The following NEW packages will be INSTALLED:

  _py-xgboost-mutex  pkgs/main/l

In [21]:
from xgboost import XGBClassifier
model = XGBClassifier(objective='binary:logistic', eval_metric='auc', num_round=42)
print(model.fit(train.drop(['class'], axis = 1).values, train['class'].values))
print("Training Completed")

Parameters: { "num_round" } are not used.

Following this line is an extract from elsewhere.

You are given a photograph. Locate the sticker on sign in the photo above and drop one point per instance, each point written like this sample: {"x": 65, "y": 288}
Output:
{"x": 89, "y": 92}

XGBClassifier(base_score=None, booster=None, callbacks=None,
              colsample_bylevel=None, colsample_bynode=None,
              colsample_bytree=None, early_stopping_rounds=None,
              enable_categorical=False, eval_metric='auc', feature_types=None,
              gamma=None, gpu_id=None, grow_policy=None, importance_type=None,
              interaction_constraints=None, learning_rate=None, max_bin=None,
              max_cat_threshold=None, max_cat_to_onehot=None,
              max_delta_step=None, max_depth=None, max_leaves=None,
              min_child_weight=None, missing=nan, monotone_constraints=None,
              n_estimators=100, n_jobs=None, num_parallel_tree=None,
              num_round=42, predictor=None, ...)
Training Completed


After the training is complete, you are ready to test and evaluate the model. However, you will do  testing and validation in later labs.

### Congratulations!

You have completed this lab, and you can now end the lab by following the lab guide instructions.